Looking at the pics you had referenced on connecting flex track gave me an idea. I still think the couplers are critical to good alignment, but the idea was in staggering the connections. Ideally, you'd want the connections staggered by half a length of flex track, though that would be very difficult to handle and achieve, as you would have to "thread" a free rail through all the ties on the adjacent half. Maybe just several ties or several centimeters would be OK. This is good because it would avoid having the joints at the same place, and should make for smoother operation.
Unfortunately, I've already sized most of my flex track (though have not yet attached it permanently), and just getting it cut to proper length around curves is enough trouble! LOL
Looks like you've got a good thing going. I might suggest using a cork roadbed under the track, however, and that will help give something to attach the track to while you are fiddling with it.
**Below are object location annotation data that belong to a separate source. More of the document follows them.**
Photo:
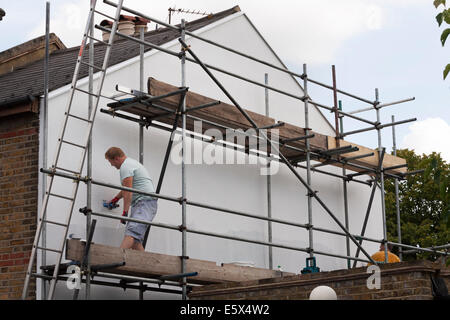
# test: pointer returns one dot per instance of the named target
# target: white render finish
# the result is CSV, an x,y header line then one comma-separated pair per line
x,y
238,187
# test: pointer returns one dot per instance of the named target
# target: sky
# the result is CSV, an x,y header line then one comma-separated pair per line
x,y
391,45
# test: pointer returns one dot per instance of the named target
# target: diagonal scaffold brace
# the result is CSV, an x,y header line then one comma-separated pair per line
x,y
283,158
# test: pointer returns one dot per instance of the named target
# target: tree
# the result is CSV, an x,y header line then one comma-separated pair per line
x,y
444,16
424,204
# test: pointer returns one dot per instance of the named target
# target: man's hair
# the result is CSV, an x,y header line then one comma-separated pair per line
x,y
113,153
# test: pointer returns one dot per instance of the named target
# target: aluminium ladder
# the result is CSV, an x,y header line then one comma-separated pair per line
x,y
49,195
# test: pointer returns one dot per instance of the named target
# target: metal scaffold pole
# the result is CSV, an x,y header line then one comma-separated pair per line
x,y
268,179
397,202
308,162
89,151
381,175
344,187
183,164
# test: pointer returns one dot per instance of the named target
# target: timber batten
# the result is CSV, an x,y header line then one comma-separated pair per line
x,y
228,116
155,265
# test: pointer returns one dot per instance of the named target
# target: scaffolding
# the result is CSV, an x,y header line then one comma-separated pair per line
x,y
307,155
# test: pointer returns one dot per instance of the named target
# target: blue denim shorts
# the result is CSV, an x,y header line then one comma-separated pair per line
x,y
142,210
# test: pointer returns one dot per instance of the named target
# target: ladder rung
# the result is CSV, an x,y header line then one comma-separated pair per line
x,y
105,15
96,95
77,117
91,65
67,170
56,223
49,249
95,39
87,92
73,144
60,196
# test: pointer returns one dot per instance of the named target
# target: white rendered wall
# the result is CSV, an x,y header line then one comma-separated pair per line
x,y
239,187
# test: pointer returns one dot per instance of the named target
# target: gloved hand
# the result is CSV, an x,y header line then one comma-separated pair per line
x,y
113,203
124,214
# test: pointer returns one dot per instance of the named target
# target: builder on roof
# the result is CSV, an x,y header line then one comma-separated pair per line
x,y
133,175
380,255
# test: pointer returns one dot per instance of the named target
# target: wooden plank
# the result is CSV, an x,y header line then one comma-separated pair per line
x,y
148,264
388,161
229,116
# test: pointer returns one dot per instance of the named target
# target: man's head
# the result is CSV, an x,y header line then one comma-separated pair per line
x,y
389,246
115,156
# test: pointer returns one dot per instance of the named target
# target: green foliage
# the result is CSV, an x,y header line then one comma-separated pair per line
x,y
424,201
443,16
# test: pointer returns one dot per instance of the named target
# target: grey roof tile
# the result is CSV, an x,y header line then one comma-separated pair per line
x,y
29,80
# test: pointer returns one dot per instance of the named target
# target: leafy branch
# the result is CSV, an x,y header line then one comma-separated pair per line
x,y
443,16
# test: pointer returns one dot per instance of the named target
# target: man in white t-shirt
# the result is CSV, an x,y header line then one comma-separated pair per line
x,y
143,207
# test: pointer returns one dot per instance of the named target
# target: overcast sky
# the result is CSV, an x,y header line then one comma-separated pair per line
x,y
392,45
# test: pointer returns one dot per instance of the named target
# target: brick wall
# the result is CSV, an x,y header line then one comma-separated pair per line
x,y
400,281
19,167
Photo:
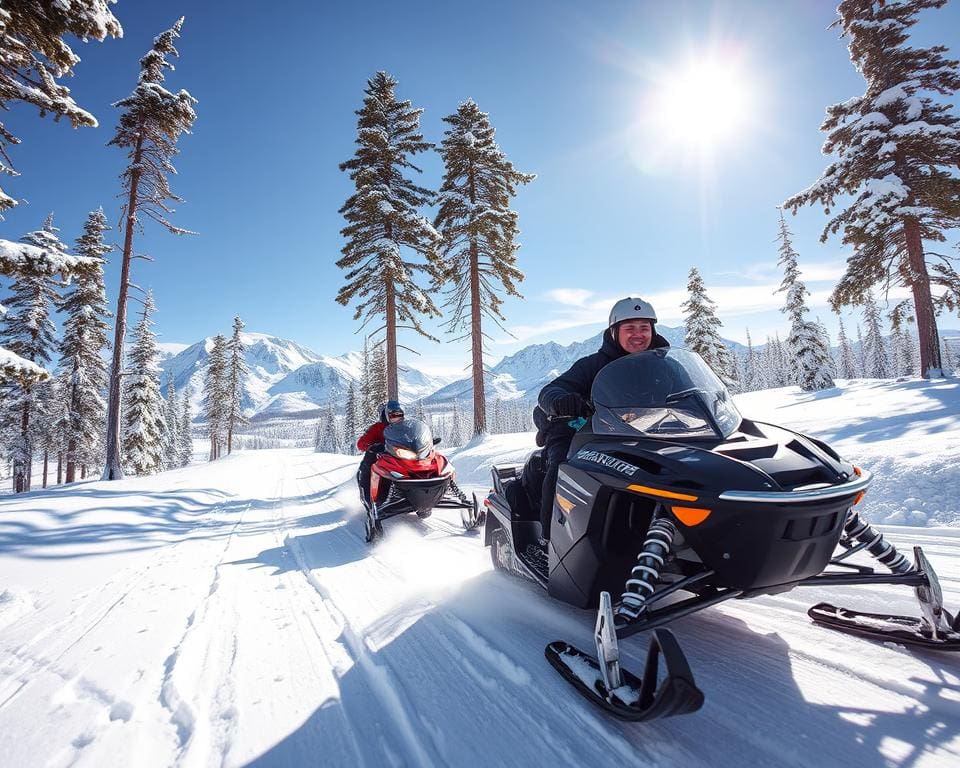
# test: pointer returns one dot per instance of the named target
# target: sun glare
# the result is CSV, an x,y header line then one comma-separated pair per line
x,y
704,105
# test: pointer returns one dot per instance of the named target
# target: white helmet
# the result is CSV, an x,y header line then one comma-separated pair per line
x,y
631,309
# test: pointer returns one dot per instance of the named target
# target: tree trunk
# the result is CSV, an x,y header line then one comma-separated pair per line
x,y
112,469
393,387
476,330
476,341
930,363
22,482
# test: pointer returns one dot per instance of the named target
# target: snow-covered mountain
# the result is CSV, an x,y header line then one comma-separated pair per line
x,y
285,378
523,374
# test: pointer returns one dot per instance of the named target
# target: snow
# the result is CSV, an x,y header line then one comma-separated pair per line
x,y
230,613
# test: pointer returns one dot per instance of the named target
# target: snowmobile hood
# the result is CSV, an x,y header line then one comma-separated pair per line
x,y
662,393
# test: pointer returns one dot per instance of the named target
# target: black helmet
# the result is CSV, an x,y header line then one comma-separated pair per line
x,y
390,408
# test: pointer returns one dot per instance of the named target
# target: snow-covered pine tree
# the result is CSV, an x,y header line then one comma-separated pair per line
x,y
34,55
808,356
455,435
377,381
44,422
236,374
215,394
151,123
171,431
751,371
846,361
27,331
479,230
876,363
351,421
702,330
143,418
185,453
898,153
82,363
382,219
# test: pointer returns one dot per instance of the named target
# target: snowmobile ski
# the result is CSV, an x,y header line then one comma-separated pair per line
x,y
908,630
636,699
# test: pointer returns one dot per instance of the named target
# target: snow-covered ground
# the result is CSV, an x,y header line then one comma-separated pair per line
x,y
231,614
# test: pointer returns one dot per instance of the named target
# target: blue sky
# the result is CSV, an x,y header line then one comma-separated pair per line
x,y
626,199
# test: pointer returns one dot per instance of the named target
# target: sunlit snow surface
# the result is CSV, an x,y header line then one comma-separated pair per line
x,y
231,614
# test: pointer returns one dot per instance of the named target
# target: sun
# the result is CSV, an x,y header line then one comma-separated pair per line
x,y
704,104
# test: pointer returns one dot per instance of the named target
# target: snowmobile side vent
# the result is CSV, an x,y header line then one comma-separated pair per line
x,y
801,528
663,494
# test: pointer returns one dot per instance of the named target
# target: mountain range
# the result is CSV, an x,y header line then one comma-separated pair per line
x,y
287,380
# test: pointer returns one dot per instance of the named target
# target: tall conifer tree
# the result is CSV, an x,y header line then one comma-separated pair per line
x,y
215,394
236,375
898,151
34,55
703,329
383,220
479,234
27,331
143,417
809,356
152,121
82,350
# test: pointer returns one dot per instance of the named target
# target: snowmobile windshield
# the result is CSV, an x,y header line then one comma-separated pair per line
x,y
408,439
669,393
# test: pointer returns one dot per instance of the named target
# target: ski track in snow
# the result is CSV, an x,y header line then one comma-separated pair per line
x,y
283,639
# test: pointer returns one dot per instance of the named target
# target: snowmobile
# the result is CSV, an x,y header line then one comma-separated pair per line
x,y
673,500
411,476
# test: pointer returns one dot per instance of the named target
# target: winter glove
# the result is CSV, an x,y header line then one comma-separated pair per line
x,y
570,404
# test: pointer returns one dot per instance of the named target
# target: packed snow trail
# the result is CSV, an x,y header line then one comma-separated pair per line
x,y
231,614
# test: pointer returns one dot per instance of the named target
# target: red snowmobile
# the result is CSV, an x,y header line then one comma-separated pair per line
x,y
411,476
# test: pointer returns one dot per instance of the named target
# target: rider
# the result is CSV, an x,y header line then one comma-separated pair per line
x,y
371,442
631,328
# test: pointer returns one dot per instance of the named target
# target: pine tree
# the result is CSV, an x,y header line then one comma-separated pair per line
x,y
876,362
455,436
898,152
479,234
185,454
382,220
215,394
810,357
28,332
847,365
33,55
151,123
751,368
172,439
702,330
143,415
351,423
81,351
862,352
237,372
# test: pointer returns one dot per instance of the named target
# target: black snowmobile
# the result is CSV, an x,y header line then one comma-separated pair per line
x,y
411,476
668,491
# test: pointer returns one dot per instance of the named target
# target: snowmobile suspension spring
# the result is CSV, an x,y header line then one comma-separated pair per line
x,y
860,530
646,573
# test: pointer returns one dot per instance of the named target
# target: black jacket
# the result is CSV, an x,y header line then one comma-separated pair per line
x,y
579,379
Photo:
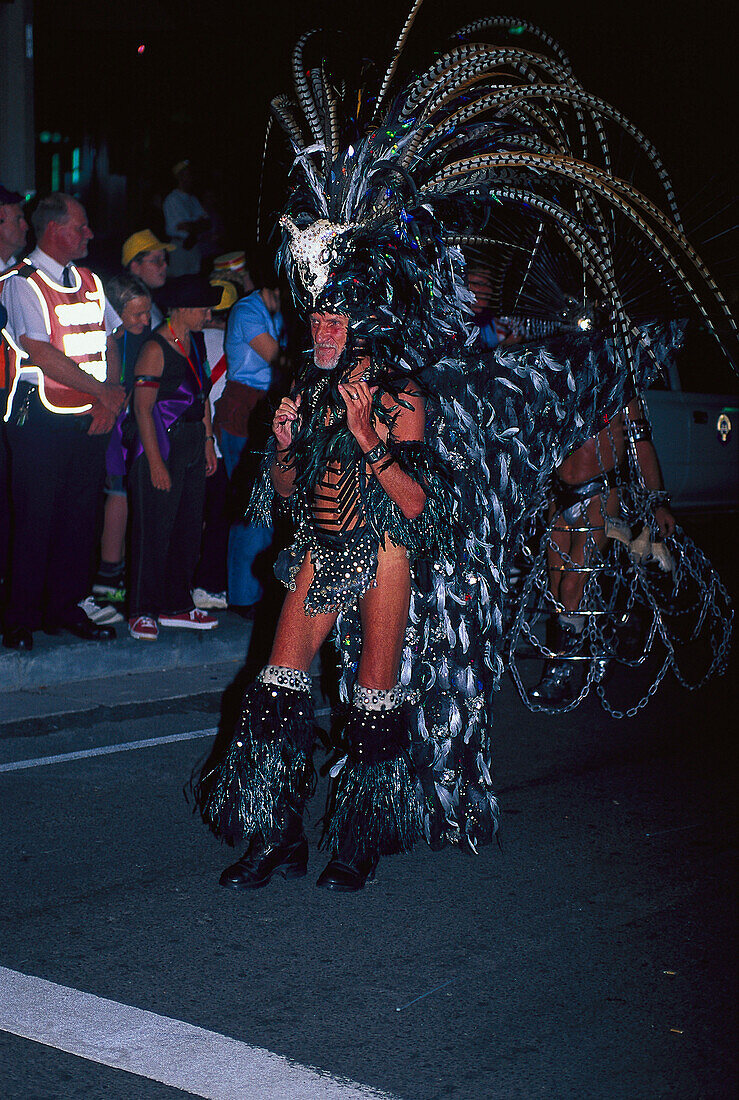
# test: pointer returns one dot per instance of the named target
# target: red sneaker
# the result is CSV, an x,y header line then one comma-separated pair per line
x,y
144,628
197,619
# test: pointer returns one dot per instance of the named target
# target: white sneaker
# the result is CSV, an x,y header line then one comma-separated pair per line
x,y
210,601
144,628
103,616
197,619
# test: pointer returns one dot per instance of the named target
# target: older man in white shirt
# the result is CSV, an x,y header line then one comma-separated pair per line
x,y
64,404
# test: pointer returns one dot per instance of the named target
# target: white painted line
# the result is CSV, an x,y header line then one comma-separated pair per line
x,y
199,1062
106,749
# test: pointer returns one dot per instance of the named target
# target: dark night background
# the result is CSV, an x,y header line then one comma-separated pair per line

I weighed my cars tonight. Most are under 3 oz. I'll be glueing weight to them!
Mostly it's an uncoupling problem. I DO have a slow down on the upgrades, which may be a power problem. Both trains speed up on the down grade and then go back to normal speed on the flat track.
Since I don't believe my problem is power, except on the upgrade, i would probably only need to direct power to that point.
It is therapy and a goal I want to accomplish. I would feel better if the trains ran right and I could bitch about the scenery!
If I were to do it all over.....I would use flex track on the flat sections and sectional track on the raised areas and the raised curves.
I pinned the track down to the 2" foam and it doesn't move. I have the cork roadbed ready for when the train runs right.
Your locos slowing down going up a hill and speeding up coming down the hill is actually normal.. It's just obeying Sir Isaac Newton's laws of gravity.
Say, you aren't still using that old pancake-motor-drive Chessie #4127 U36B loco, hopefully? Those old pancake-drive locos are weak pullers and they tend to slow down on the upslopes a lot more than better locos.
Also, if your slope is too steep, the slowdown will also be a lot more noticeable. You really don't want to exceed 4% grade-- No more than 4 inches of vertical rise per 100 inch of horizontal run.
And yes, different coupler heights can cause spontaneous uncoupling on slopes.
Hope this helps.
That's what I though considering I am using probably the cheapest DCC system. Do the more expensive DCC systems let you program them to pickup speed on upgrades and slow down on downgrades?
No the Chessie will probably just sit somewhere as a part of the layout. Maybe I'll use the cars I can't run with it to detail a loading or unloading dock. If someone would have told me how to convert it to DCC, I wouldn't have bought the other 2 DCC Locos. It was given to me, so it's no big deal if I can't run it.
I was also thinking of making a "train wreck" with some of the cars that are missing wheels and Locos that I can't run. Build it into my scenery...not the center point....something that is not too obvious.